Koç Holding’s (“Company”) Dividend Policy is determined at the General Assembly Meeting within the framework of the provisions of the Capital Market Legislation and our Articles of Association.
The Dividend Policy and the annual dividend proposal containing the details stipulated in the Capital Markets Board Corporate Governance Principles are provided in the annual report and presented to the shareholders during the General Assembly Meeting. Furthermore, detailed information on the dividend history and capital increases are posted on our Company website.
Our Company conducts a Dividend Policy within the framework of the provisions of the Turkish Commercial Code, Capital Markets Legislation, Tax Regulations and other relevant legislation as well as the provisions of our Articles of Association governing the distribution of profits.
In determining the distribution of profit, the long-term strategy of our Group, the capital requirements of our Company, our affiliates and subsidiaries, our investment and financing policies, profitability and cash position are taken into consideration.
In principle, 20% of the “distributable profit for the period”, calculated within the framework of the Capital Markets Legislation and other relevant legislation, based on the net profit for the period as shown on the financial statements prepared as per the Capital Markets Legislation and subjected to independent audit, is distributed in the form of cash or stock.
If the distributable profit calculated as above is less than 5% of the issued capital, there will be no distribution of dividend.
As per the decision taken at the General Assembly Meeting, dividends can be paid out entirely in the form of cash or stock, or partly in cash and partly as stock.

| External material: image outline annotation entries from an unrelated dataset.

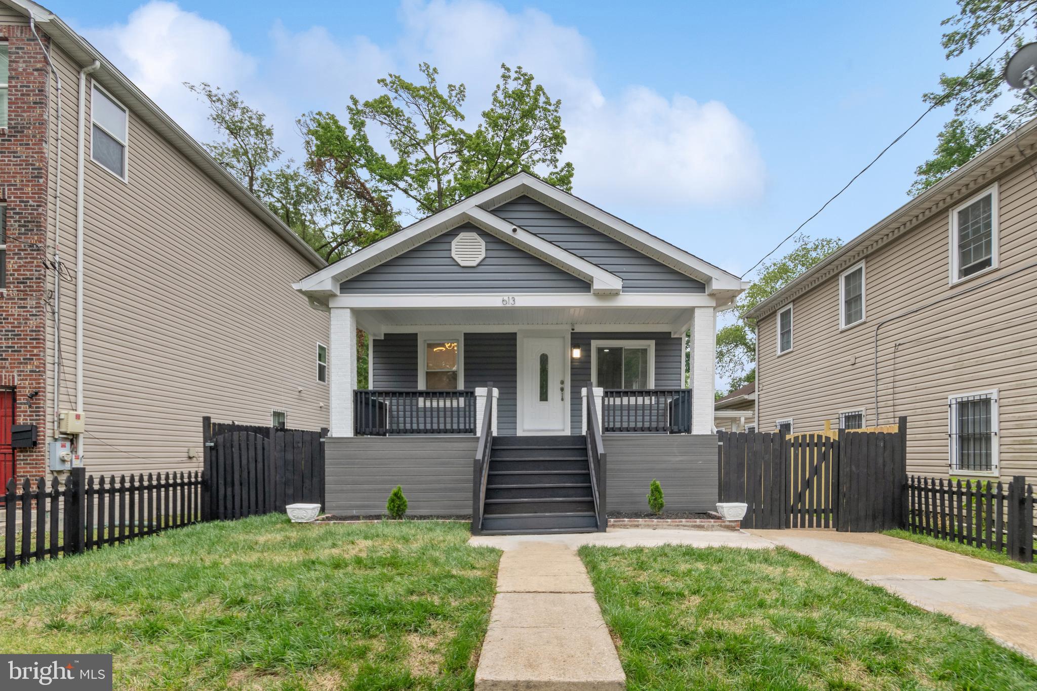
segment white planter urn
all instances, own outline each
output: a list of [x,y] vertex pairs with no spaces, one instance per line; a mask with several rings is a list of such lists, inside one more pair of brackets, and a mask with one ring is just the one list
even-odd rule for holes
[[747,509],[749,509],[749,505],[740,501],[720,501],[717,503],[717,513],[725,521],[740,521],[746,517]]
[[[741,505],[746,506],[746,505]],[[289,503],[284,508],[292,523],[310,523],[320,513],[319,503]],[[745,510],[742,510],[745,513]]]

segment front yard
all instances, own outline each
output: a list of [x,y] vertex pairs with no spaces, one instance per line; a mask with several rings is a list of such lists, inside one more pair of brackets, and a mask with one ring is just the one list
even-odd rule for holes
[[116,688],[468,689],[500,553],[467,523],[196,525],[0,574],[0,651]]
[[978,629],[779,548],[583,547],[630,689],[1032,689]]

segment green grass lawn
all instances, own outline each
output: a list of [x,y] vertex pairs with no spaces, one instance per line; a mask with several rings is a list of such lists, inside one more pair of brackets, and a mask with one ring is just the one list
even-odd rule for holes
[[1033,689],[982,631],[779,548],[583,547],[630,689]]
[[961,543],[951,542],[950,540],[937,540],[936,538],[930,538],[927,535],[917,535],[907,530],[886,530],[884,535],[888,535],[891,538],[909,540],[912,542],[917,542],[920,545],[936,547],[937,549],[944,549],[948,552],[954,552],[956,554],[964,554],[965,556],[982,559],[984,562],[990,562],[991,564],[1000,564],[1003,567],[1012,567],[1013,569],[1037,573],[1037,564],[1024,564],[1022,562],[1016,562],[1015,559],[1009,558],[1009,556],[1003,552],[994,552],[993,550],[985,549],[983,547],[962,545]]
[[171,530],[0,574],[0,651],[111,653],[116,688],[470,689],[500,553],[467,523]]

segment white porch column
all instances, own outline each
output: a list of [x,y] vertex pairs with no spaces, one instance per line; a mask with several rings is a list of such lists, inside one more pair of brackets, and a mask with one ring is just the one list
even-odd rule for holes
[[717,315],[711,307],[697,307],[692,325],[692,434],[712,433],[716,357]]
[[331,432],[353,436],[353,390],[357,379],[357,314],[347,307],[331,309]]
[[[486,410],[486,387],[476,386],[475,388],[475,436],[479,436],[482,433],[482,415]],[[491,397],[493,410],[489,411],[489,428],[497,436],[497,397],[500,396],[500,391],[494,388],[493,396]]]
[[[592,396],[594,397],[594,409],[597,410],[597,422],[601,423],[601,398],[605,396],[605,388],[594,386]],[[587,434],[587,387],[580,390],[580,419],[583,421],[583,434]]]

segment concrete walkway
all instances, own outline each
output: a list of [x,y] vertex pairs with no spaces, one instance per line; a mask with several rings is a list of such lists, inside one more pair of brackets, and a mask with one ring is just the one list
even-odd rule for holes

If in the form of cash, the dividend distribution is completed until the end of the fifth month following the end of the respective fiscal period, at the latest. If in the form of stock, the distribution is completed until the end of sixth month, at the latest.
In accordance with the Dividend Policy, dividends are allocated equally to all existing shares as of the respective fiscal period.
Pursuant to Article 32 of our Articles of Association, no less than 1%(*) and no more than 2% of the amount remaining from the pre-tax earnings after the allocation of the first series of legal reserve fund, financial obligations, and first level dividend to shareholders withheld as per the Capital Markets Legislation, is allocated to Koç Holding Pension and Assistance Foundation. Additionally, without prejudice to the first level dividend established under the Capital Markets Legislation, 3% of the amount remaining after the deduction of first series of legal reserve fund, financial obligations and 5% of the paid-in capital from the pre-tax earnings, is allocated to holders of dividend-right certificates.
However the amount that will be paid to holders of dividend-right certificates cannot exceed 1/10 of the amount remaining from the net profit after the deduction the first series of legal reserve fund and first level dividend to shareholders established under the Capital Markets Legislation.
(*) An amendment to the Articles of Association regarding the removal of the 1% minimum limit will be proposed to the shareholders at the Ordinary General Assembly Meeting that will be held on 21 April 2010.